People often say how moving, sincere and fitting they have found a humanist ceremony. For the immediate family and close friends it is a comfort to have provided a ceremony that their loved one would have wanted.

The ceremony
Understanding the person

When planning a funeral I will speak to the family and ideally, meet them and others affected by the death. It is helpful to learn as much as possible about the person who has died, so that the funeral tribute really captures their life and personality.

Order of service

The order of service will generally consist of some introductory words, often including some thoughts on life and death. There will be a tribute either from the celebrant or from a member of the family or a friend. It is usual for there to be a reading or some poetry and there will generally be a time for reflection or quiet thought. The committal will follow and the service will end with some closing words.


Music can speak directly to the emotions and is often a poignant way of reflecting the personality of the one who has died. Services usually include three pieces of music, first as the mourners enter the chapel, a quiet piece for reflection and a piece to play as the mourners leave. Usually an organist is available and most crematoria have facilities for playing CDs. I can record the chosen music for the occasion.
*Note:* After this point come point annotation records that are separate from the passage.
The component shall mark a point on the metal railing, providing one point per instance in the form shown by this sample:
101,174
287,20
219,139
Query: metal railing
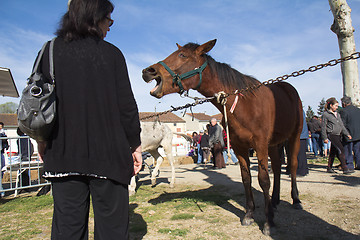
20,167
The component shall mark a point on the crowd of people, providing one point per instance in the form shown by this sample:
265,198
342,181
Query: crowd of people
210,146
335,134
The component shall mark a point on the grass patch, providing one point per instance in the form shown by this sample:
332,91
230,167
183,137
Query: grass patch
182,216
174,232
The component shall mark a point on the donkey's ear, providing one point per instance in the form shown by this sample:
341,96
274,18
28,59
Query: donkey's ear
206,47
179,46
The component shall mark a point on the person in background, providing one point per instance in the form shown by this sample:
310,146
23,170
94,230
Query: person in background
25,151
195,143
350,116
92,89
200,152
332,128
326,147
4,145
204,145
309,142
303,169
216,143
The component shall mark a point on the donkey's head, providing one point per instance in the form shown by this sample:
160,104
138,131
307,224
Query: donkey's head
180,71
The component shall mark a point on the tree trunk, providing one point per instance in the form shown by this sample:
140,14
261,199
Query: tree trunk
343,29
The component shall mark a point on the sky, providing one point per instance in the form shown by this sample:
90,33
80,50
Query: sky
261,38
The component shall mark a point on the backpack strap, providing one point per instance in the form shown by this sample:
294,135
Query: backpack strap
51,59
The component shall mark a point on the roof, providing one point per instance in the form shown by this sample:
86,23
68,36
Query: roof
200,116
7,84
168,117
9,119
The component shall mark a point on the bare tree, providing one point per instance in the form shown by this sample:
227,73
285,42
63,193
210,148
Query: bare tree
342,27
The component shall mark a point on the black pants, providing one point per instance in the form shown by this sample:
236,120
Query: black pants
338,150
71,208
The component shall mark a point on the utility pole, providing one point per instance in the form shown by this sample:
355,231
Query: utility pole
342,27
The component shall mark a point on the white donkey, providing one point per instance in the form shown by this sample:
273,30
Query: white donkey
153,136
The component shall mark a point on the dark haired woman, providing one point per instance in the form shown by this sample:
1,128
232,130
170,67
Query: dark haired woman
93,92
332,128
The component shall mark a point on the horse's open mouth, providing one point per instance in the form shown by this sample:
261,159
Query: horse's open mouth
157,89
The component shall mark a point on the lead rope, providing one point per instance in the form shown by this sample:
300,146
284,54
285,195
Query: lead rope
221,98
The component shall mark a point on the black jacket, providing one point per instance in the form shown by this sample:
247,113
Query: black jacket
314,126
350,116
97,116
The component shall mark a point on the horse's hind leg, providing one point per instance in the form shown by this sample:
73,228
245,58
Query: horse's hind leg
276,168
294,146
246,179
170,157
159,160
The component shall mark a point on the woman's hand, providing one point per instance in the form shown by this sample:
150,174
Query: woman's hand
41,150
137,157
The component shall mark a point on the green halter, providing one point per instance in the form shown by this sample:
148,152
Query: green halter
178,78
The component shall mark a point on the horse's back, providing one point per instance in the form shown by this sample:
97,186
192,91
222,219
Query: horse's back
288,112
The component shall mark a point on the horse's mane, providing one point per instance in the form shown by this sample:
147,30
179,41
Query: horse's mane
227,75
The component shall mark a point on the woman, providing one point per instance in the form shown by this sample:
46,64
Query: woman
95,145
332,128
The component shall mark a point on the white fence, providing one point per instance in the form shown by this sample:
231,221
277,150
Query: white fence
20,168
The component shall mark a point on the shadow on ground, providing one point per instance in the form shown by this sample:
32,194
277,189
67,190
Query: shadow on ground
291,223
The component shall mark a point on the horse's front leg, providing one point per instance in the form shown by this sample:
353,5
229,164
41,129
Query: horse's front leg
159,160
294,146
276,168
170,157
264,182
246,179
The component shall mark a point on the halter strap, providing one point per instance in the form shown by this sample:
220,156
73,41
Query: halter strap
178,78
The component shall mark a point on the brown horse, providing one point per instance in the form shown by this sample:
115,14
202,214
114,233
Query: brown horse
264,117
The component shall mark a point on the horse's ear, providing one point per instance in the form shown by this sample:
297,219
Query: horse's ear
179,46
206,47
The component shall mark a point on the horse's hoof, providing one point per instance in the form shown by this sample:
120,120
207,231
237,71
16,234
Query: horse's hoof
268,229
247,221
153,182
297,206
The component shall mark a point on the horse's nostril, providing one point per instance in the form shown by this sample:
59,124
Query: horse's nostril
149,70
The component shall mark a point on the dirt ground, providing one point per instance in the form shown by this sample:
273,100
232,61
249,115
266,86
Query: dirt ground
331,203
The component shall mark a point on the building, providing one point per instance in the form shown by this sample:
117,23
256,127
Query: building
177,125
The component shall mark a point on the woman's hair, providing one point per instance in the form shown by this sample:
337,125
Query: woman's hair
83,18
330,101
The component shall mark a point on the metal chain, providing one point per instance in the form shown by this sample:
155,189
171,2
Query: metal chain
314,68
189,105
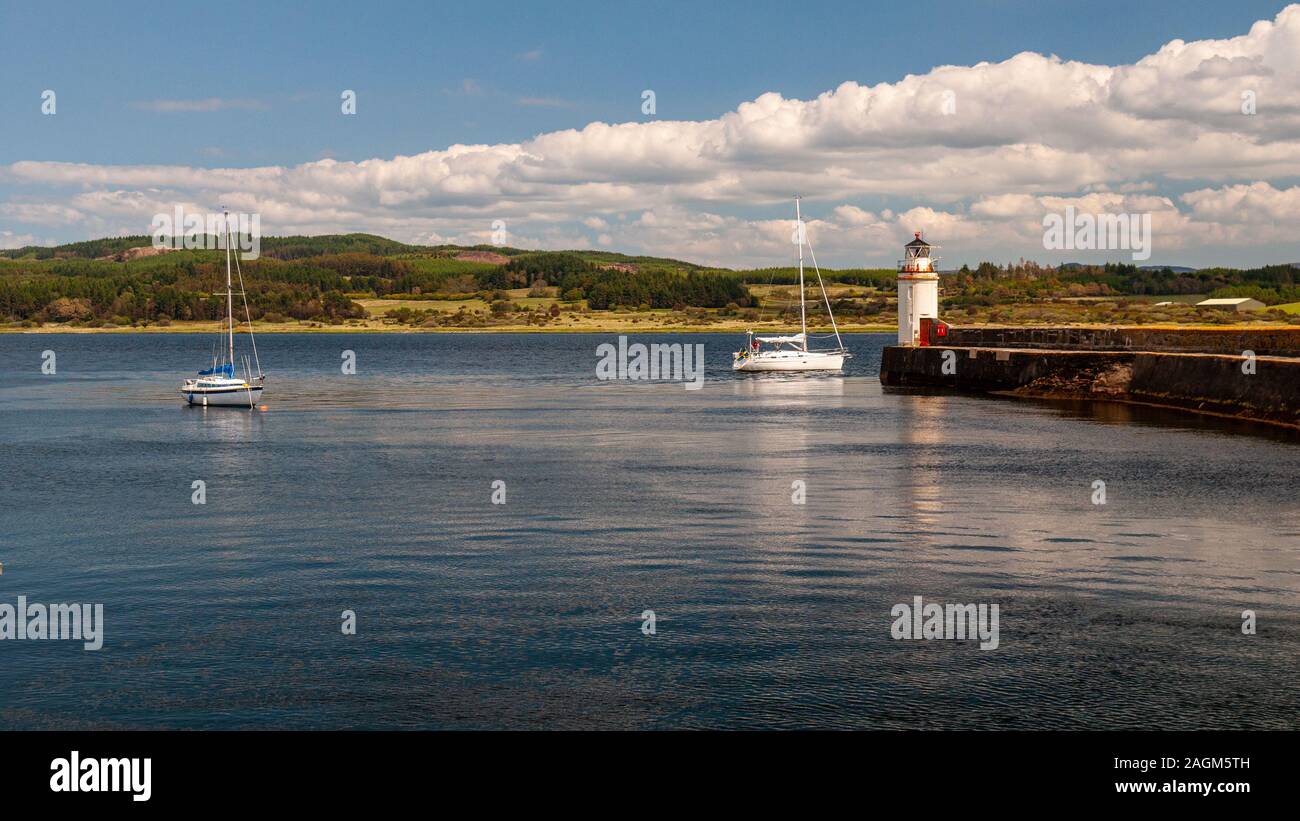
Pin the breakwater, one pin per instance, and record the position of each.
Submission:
(1230, 372)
There are of course alternatives to the crematorium for a funeral.   Some families would prefer a burial in a local cemetary or an increasingly popular alternative is a woodland burial. It is also possible to hold the ceremony in your garden or another suitable venue and then move on to a simple committal ceremony afterwards.

Concern For Others

The kind of funeral ceremony chosen must be right and appropriate for the person who has died and their close family. Nothing in a humanist ceremony would offend people who may be uneasy about a non-religious funeral. The idea is not to be hostile to religious beliefs, but to focus in a sincere way on the reality of the life that has ended.